“Words and pictures are yin and yang. Married, they produce a progeny more interesting than either parent.” ― Dr. Seuss.
Earlier this week I had a good day paying a visit to a nearby comic book outlet. It had been quite a while since I had actually stepped into one and noticed that the nature of the modern day comic book has changed drastically since my younger days when I frequented the small family pharmacy on the corner to purchase that months’ recent comment book release.
In those days the cost may have been a lot cheaper than today, the advertising content more pronounced and the general story line a lot less believable. Modern scientific discoveries, medical advancements and reader sophistication and demands have converted the comic book into a more educational and entertaining media of discovery.

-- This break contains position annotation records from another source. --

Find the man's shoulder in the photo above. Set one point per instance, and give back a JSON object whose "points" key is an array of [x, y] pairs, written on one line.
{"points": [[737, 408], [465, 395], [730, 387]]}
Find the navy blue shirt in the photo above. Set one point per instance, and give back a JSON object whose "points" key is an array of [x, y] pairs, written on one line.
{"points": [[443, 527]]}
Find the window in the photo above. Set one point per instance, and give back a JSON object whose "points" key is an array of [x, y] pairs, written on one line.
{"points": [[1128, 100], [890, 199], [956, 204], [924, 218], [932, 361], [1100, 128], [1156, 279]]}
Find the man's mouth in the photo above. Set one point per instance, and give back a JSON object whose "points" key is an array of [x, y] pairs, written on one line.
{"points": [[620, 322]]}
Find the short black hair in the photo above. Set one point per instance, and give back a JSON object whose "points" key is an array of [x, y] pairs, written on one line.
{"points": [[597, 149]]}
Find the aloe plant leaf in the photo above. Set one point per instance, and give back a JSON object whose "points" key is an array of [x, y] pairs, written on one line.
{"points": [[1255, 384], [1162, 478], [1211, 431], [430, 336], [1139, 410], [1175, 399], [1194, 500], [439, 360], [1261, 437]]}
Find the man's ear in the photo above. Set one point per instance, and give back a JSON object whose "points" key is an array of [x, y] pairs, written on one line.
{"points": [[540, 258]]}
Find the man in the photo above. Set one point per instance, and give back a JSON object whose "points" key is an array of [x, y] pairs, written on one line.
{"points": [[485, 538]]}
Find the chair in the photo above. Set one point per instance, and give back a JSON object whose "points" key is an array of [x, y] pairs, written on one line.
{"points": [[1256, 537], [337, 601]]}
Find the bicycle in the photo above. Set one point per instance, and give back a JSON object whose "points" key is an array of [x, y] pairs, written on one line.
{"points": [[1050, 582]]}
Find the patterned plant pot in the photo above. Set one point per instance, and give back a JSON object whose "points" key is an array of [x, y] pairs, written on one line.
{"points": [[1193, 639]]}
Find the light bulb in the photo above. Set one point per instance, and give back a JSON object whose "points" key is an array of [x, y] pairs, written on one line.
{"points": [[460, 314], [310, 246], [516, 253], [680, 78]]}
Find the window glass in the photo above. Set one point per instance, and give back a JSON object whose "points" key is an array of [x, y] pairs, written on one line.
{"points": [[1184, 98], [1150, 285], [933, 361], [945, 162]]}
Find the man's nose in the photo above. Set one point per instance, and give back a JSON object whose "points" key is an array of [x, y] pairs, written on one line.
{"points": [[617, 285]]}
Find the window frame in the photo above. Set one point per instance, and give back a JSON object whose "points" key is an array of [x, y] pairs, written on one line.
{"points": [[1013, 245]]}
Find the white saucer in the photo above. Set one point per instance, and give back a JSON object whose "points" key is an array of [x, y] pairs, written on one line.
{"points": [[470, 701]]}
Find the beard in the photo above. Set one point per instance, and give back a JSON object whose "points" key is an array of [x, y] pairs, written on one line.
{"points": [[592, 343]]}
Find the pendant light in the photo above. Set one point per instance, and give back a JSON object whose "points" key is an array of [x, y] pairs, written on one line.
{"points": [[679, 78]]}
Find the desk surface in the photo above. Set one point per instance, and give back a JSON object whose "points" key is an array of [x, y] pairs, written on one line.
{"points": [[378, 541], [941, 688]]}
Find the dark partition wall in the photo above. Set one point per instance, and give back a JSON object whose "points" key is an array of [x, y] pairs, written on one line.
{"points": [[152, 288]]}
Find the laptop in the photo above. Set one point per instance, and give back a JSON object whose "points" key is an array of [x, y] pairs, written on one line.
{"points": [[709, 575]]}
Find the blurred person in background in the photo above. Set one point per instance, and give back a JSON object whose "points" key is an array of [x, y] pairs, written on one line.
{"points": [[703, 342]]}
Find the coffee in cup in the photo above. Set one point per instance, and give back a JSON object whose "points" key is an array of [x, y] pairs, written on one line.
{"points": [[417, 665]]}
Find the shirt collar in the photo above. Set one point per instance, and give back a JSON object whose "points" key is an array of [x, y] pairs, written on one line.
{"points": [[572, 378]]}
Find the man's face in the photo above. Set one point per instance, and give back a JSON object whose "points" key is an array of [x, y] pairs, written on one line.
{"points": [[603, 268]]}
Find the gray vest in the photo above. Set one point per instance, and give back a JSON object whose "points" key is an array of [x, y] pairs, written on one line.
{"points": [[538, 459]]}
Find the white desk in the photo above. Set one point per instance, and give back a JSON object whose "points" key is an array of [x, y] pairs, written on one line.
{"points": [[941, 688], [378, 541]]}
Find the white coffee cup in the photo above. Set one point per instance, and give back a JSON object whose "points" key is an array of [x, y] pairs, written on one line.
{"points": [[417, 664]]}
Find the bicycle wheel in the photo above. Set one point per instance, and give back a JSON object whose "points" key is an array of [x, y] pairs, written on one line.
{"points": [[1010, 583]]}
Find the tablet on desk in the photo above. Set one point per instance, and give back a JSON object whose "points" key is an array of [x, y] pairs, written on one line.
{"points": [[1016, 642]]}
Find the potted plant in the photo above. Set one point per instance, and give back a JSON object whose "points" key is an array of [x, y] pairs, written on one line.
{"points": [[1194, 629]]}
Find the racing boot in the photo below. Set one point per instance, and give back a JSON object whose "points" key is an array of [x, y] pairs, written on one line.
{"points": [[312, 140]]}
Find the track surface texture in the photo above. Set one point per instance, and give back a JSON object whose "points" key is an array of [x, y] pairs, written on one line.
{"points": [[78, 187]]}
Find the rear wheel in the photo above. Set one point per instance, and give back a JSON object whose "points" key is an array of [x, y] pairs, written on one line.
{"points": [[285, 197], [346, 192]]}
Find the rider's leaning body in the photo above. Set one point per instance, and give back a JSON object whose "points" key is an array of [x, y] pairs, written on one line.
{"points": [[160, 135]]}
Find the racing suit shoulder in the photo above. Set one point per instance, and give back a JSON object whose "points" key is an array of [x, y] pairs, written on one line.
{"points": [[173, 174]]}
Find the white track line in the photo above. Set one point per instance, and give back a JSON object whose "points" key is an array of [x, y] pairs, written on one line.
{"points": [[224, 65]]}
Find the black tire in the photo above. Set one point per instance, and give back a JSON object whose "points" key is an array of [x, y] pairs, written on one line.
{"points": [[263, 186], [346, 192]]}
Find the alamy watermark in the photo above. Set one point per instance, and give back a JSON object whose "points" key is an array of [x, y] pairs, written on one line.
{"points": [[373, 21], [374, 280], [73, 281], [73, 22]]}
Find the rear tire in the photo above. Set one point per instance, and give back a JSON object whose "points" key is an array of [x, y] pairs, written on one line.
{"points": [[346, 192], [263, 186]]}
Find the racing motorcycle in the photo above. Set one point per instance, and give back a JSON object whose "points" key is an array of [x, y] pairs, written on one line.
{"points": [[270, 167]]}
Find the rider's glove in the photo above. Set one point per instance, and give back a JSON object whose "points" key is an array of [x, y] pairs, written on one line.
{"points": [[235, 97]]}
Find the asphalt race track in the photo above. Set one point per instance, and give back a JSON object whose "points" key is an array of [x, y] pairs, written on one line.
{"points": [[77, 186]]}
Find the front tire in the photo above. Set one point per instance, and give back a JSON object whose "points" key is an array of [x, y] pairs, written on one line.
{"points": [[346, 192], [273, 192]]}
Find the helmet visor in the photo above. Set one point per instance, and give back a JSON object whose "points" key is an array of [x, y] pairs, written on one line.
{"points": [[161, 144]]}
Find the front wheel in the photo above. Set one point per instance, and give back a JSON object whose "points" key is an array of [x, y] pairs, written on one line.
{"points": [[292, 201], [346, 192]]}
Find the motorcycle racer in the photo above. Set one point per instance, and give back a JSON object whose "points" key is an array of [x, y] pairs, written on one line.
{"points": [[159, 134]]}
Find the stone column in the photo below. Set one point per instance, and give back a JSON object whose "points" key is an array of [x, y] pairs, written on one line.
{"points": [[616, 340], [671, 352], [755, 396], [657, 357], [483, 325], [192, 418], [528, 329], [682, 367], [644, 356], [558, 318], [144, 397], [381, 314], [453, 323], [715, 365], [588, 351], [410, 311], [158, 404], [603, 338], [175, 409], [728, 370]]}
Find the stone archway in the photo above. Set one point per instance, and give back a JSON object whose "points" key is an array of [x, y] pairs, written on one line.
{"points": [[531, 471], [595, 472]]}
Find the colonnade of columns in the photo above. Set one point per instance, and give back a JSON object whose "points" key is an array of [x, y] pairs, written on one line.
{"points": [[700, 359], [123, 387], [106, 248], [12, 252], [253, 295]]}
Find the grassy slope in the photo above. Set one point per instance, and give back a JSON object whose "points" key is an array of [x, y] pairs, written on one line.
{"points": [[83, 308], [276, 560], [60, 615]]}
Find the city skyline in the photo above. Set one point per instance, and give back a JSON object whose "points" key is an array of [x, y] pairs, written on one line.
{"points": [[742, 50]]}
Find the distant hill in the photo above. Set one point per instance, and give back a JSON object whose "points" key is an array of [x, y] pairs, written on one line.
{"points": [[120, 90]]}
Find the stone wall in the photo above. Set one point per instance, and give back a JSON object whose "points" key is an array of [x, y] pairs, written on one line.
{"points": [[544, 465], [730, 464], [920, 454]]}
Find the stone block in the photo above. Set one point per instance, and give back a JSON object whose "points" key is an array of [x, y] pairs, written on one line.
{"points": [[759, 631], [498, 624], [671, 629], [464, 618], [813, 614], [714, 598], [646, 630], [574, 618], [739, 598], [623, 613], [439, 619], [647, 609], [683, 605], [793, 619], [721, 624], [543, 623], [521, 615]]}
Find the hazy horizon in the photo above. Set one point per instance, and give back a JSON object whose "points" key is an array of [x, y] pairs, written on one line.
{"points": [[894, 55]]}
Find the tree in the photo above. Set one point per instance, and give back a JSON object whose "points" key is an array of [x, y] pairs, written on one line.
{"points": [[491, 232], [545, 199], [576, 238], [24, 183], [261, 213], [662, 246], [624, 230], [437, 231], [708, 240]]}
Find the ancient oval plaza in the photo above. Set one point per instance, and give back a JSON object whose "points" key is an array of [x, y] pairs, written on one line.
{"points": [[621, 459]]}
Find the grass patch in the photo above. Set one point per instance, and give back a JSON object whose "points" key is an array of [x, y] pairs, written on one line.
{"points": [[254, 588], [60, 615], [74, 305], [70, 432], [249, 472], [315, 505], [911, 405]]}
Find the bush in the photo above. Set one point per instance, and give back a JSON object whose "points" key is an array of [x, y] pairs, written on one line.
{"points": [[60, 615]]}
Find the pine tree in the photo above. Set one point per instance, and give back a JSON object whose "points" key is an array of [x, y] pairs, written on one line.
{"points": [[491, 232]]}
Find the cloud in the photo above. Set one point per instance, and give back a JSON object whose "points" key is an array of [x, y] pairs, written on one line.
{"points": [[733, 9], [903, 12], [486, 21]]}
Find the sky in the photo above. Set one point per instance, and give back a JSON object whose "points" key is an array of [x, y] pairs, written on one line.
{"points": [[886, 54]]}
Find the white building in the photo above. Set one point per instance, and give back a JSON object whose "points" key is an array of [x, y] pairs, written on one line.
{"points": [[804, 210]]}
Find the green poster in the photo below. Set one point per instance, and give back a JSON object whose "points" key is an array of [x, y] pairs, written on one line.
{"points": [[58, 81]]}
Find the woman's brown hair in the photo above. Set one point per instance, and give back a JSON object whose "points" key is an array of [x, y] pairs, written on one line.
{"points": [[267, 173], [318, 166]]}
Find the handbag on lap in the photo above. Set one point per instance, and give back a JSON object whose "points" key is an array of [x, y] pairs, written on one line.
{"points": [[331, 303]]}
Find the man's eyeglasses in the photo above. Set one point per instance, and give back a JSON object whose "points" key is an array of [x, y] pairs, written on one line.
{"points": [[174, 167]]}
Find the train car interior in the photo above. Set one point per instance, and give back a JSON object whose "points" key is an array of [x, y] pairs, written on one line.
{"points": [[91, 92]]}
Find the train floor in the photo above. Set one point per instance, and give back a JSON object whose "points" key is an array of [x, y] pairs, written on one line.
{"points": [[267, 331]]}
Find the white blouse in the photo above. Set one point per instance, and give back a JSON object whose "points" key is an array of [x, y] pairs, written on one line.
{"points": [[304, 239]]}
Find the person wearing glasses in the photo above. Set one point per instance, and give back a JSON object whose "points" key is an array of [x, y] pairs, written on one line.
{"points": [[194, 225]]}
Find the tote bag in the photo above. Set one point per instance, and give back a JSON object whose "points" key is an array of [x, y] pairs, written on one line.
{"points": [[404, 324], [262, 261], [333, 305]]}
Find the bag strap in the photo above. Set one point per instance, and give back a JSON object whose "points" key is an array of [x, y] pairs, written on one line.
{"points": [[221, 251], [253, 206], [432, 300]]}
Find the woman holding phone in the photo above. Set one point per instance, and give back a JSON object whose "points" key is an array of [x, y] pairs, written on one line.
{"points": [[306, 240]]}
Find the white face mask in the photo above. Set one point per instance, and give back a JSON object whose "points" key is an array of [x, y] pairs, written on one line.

Many educators consider comic books to be the gateway to learning, literacy and creative thinking. They may well be considered the modern day opiate of the masses but in a good sense. They are an influential social medium capable of indirectly inspiring social change.
Over the past number of years comic book outlets have unfortunately become associated with pornography, juvenile delinquency, drugs and the seedier side of modern life. This is an unjustified label placed upon many honest and conscientious outlet owners who manage safe and personally regulated outlets.
Tyler Hoke, owner-manager of the Comic King outlet in West Edmonton Mall , has been in the business for more than 20 years and has noticed the way the general public and the media have labelled comic books as negative factors in their readers lives.
“You can’t really pin a generalized, negative label on all outlets” Hoke stated. “We cater to our readers and try to run the business in a reputable and responsible manner.”
“Female readers are now demanding their own genre of comic book and place special orders to have these issues offered here” he added.
“The comic book outlet is no longer a male domain and women want their own brands of reading material placed alongside the traditionally male dominated displays.”
A comic book offers the reader a chance to personally hold onto and turn the pages of something that is non electronic, tactile , and capable of being stored away in a place that the reader can refer to at a later date and time convenient to them.
This older form of palpable entertainment may well survive the modern day craze for electronic immediacy and mass consumption. The comic book is truly a personal , private entity.